This week I’ve been learning about the Pig language for Hadoop distributed computing systems. This is the first of several languages that we are covering this semester that were designed as abstractions on top of MapReduce. It’s really interesting to me how many different layers of programming can sit on top of one another and work together to make working with what is essentially machine language more human like.
In the case of Pig, the language is called Pig Latin, and resembles SQL in several ways. It’s primary purpose is to make common ETL data pipelines easier to write for MapReduce functions.
The entire Hadoop ecosystem that has been built up on top of MapReduce seem like a natural and powerful extension, in part because of the challenge in breaking down your problem or algorithm into precise Map and Reduce functions. The abstraction allows you to continue to use familiar framing - for example, the ETL functions of Pig that are familiar to data applications on stand-alone systems.

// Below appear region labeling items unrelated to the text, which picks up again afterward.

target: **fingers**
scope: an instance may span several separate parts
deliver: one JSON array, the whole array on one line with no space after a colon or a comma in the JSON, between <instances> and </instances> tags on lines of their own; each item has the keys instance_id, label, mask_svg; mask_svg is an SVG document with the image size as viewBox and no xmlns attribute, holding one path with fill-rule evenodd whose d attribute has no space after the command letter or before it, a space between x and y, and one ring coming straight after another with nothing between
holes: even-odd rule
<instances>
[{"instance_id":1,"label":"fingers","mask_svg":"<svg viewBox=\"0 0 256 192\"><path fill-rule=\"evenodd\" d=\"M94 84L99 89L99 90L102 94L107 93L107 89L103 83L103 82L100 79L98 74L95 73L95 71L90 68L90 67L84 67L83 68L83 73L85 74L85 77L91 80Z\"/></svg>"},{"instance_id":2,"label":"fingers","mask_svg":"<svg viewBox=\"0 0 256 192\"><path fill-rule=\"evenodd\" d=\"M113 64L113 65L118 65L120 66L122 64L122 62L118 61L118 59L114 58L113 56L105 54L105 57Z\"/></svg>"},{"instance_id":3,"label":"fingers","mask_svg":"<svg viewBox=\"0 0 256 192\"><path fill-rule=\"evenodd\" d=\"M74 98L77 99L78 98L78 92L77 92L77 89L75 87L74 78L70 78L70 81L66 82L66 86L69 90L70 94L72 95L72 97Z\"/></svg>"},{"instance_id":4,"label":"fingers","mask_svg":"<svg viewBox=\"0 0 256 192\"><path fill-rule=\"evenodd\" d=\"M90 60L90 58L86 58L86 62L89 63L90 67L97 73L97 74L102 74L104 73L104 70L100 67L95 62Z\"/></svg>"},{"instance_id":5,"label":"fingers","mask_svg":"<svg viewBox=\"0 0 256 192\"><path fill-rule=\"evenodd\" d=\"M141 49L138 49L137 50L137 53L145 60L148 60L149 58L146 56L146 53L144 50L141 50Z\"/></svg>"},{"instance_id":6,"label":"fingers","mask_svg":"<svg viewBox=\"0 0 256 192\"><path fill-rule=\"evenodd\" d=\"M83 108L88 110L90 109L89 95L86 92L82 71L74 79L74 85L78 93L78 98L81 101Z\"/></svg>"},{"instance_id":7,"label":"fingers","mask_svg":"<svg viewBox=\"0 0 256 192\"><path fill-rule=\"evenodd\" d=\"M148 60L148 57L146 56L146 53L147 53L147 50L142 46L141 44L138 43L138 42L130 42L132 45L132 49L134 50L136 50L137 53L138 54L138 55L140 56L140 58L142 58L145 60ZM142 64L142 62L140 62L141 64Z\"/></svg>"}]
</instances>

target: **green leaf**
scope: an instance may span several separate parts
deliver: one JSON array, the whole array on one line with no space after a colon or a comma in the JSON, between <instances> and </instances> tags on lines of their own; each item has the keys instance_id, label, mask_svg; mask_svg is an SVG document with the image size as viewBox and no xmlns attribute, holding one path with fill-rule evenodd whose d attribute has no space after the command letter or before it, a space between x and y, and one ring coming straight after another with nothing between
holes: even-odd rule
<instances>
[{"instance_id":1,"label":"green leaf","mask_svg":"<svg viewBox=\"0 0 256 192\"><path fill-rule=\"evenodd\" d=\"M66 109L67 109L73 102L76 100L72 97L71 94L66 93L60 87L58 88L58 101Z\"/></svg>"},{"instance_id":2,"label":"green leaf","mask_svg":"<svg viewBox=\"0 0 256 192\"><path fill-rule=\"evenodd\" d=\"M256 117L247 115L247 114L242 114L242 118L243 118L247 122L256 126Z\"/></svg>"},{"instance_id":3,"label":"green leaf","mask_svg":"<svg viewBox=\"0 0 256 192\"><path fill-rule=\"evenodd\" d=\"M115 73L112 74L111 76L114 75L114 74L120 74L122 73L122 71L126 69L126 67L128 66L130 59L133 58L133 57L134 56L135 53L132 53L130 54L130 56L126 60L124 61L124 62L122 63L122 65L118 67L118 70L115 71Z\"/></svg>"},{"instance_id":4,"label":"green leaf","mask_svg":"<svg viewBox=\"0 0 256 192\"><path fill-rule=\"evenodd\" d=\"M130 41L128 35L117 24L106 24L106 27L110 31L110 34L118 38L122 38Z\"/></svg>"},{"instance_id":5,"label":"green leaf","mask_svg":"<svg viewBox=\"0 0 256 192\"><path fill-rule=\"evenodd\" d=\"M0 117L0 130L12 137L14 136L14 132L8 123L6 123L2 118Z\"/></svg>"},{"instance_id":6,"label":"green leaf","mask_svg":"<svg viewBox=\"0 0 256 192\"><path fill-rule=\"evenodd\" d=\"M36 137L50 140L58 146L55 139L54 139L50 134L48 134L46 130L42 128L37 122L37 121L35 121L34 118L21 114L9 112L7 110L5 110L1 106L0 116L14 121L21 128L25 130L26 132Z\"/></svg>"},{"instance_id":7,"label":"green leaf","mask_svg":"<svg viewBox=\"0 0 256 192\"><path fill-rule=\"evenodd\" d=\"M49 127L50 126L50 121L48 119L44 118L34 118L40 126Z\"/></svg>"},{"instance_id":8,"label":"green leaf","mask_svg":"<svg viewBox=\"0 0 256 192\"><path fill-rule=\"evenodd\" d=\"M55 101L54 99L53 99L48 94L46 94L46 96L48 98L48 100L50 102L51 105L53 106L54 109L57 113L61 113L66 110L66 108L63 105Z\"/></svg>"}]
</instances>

I was trying to figure out how some of my previous projects could be converted to Hadoop code. Certainly, our Grupo Bimbo project had large data sets in which simple transformations often took 15 minutes to a few hours on a single machine. Just loading the data into RAM took 30 seconds using an SSD with the fastest method for loading on R. But many of our models seem too advanced for me to implement using explicit Map / Reduce commands. I’m sure some of the other applications built on top of Hadoop will bridge these issues. In Google’s original MapReduce white paper they make the case that many of their big data problems could be decomposed to a Map - Reduce framework. However, I wonder how many of their questions were inspired by the technology? Sort of like when given a hammer, everything looks like a nail.